Hey jonathan! You've likely seen our blog post on this - as you know, we have a strong opinion on noreply addresses, too! How can we support this quest of yours? :D
Hi Ros, yes indeed, I remember your post. The problem is that the shiny good people here (at CM) are doing the right thing (I assume). And yet, companies even like dear old Apple still insist on this rude anachronism.
I fear there is not really much to be done - regardless of my sizzling anger.
I think I'll get some badges made and call a house meeting. That should be a good start ...
Happy Thursday ;-)
Haha jonathan! I'm sure there is more that can be done - don't worry, all replies to our newsletters do get read by real people!
Lets see who else we can enlist... I feel like we're not the only ones that have been left in the lurch by a no-reply address...!
I'm not making excuses for them, but I guess the likes of Apple would argue that they're sending hundreds of thousands of emails and receive a massive number of Out of Office (OoO) replies. Buried within these are bound to be some genuine customer replies or questions which should not be ignored.
I do recall a CM blog post on managing OoO a while back which involved setting up filters or such like. Speaking personally, for one of my large B2B clients (50,000 list) I manage the Out of Office replies for them and will usually get 500 pinging back almost immediately. Having sorted these by subject line a quick scan enables me to check for any genuine replies and then bulk delete the rest. What I then find is having deleted the OoOs the genuine replies tend to come in, in dribs and drabs, over the next 24 hours and are therefore easily managed.
If I can do this as a one-man business I'm sure that Apple et al with all their resources could do likewise?
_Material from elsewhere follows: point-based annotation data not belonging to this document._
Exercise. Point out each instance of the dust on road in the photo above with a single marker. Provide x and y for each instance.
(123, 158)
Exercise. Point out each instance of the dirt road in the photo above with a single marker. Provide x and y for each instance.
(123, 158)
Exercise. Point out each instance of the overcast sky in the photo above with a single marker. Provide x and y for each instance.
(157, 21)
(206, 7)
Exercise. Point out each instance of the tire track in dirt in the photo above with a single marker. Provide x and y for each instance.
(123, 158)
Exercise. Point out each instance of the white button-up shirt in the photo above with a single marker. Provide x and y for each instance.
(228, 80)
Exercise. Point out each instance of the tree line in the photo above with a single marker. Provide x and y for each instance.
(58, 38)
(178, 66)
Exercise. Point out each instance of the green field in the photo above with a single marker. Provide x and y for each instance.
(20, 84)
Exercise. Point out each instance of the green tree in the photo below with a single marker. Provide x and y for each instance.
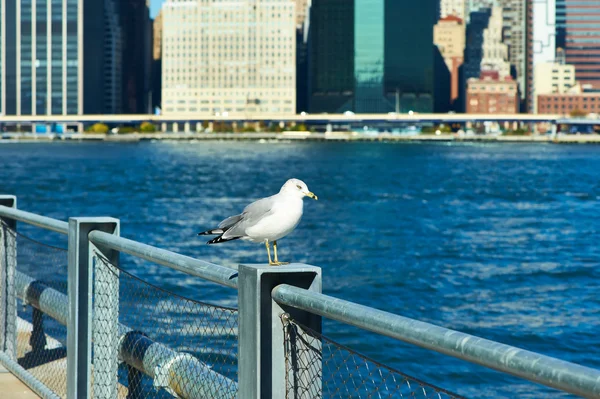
(97, 128)
(577, 113)
(147, 127)
(126, 129)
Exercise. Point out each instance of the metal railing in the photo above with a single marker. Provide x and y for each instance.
(270, 355)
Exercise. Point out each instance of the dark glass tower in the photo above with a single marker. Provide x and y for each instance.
(371, 56)
(578, 35)
(53, 64)
(136, 58)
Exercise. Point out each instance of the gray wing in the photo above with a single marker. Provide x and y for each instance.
(252, 214)
(230, 221)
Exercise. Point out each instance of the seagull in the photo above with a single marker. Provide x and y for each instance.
(267, 219)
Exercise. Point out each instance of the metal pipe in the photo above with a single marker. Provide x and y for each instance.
(555, 373)
(170, 369)
(25, 376)
(206, 270)
(35, 220)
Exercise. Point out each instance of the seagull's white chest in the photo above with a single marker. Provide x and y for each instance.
(283, 219)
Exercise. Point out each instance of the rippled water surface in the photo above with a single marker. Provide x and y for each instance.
(495, 240)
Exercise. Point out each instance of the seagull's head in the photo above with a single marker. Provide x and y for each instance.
(297, 188)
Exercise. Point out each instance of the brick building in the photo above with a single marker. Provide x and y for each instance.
(566, 103)
(491, 95)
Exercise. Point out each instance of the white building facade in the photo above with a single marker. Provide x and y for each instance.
(458, 8)
(495, 52)
(553, 78)
(234, 57)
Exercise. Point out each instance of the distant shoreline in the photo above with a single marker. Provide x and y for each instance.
(300, 137)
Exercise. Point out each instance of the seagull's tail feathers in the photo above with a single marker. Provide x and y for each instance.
(220, 239)
(212, 232)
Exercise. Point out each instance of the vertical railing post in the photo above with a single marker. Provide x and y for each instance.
(8, 269)
(79, 327)
(262, 367)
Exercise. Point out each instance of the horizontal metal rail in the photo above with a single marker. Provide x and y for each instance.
(168, 367)
(24, 375)
(555, 373)
(206, 270)
(35, 220)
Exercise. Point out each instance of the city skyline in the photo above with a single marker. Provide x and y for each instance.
(155, 6)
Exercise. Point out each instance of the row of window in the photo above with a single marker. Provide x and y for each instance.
(213, 111)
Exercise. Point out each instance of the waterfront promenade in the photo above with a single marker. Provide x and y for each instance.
(11, 387)
(305, 136)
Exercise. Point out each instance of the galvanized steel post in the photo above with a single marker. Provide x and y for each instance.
(262, 361)
(79, 325)
(8, 269)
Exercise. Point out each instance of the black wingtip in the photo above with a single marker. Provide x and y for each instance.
(220, 239)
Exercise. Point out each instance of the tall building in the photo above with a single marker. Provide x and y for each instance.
(566, 103)
(474, 43)
(54, 64)
(302, 39)
(372, 56)
(235, 57)
(494, 50)
(577, 32)
(155, 89)
(553, 78)
(515, 37)
(449, 36)
(514, 22)
(492, 95)
(458, 8)
(136, 50)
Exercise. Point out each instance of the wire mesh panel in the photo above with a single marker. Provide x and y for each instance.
(40, 339)
(317, 367)
(169, 344)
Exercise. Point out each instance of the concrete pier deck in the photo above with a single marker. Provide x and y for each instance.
(12, 388)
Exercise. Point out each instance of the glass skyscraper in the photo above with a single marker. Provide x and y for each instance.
(577, 33)
(40, 57)
(371, 56)
(48, 57)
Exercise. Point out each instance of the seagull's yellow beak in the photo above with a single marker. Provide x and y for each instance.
(312, 195)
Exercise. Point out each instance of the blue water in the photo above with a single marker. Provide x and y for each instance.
(497, 240)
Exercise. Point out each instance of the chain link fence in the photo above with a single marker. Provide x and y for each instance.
(40, 339)
(172, 345)
(318, 367)
(167, 345)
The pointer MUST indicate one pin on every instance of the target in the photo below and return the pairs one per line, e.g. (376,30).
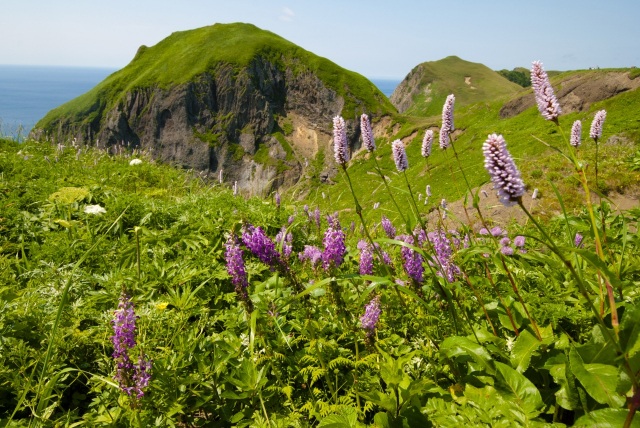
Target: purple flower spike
(576,134)
(260,245)
(334,248)
(367,134)
(596,125)
(518,241)
(235,266)
(311,253)
(132,379)
(447,114)
(507,251)
(340,145)
(388,227)
(124,328)
(371,315)
(412,260)
(545,97)
(502,169)
(399,155)
(285,240)
(427,142)
(141,376)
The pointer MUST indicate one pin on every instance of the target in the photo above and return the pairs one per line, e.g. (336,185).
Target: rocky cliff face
(402,97)
(578,92)
(220,120)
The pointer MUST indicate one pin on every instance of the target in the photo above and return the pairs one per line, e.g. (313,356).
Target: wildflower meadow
(135,294)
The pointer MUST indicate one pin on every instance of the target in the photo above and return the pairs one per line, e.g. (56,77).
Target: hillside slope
(425,88)
(228,97)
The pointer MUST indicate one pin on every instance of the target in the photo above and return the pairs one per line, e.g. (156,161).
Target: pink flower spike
(399,155)
(596,125)
(427,141)
(367,133)
(545,98)
(340,145)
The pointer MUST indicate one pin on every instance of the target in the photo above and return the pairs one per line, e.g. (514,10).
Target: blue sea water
(27,93)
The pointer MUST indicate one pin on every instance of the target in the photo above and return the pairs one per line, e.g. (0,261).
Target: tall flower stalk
(508,182)
(596,133)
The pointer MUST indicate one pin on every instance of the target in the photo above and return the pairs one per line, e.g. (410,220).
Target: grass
(540,166)
(184,56)
(448,76)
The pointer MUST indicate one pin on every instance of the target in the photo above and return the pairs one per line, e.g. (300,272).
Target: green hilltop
(425,88)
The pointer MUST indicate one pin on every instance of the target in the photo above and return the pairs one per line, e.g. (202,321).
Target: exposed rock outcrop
(232,116)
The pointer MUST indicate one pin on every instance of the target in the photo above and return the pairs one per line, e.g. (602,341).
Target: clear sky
(375,38)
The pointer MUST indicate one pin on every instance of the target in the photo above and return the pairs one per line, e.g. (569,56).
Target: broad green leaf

As much as I don't like "no reply" emails the same way as you, I guess we just have to face the fact that companies don't want to invest in administrative staff to personally answer emails. These companies must be receiving hundreds of mails everyday that they don't want to be accused of bad service by failure of responding to certain emails. Maybe all we can do is to support companies that don't follow the "no reply" mail policy.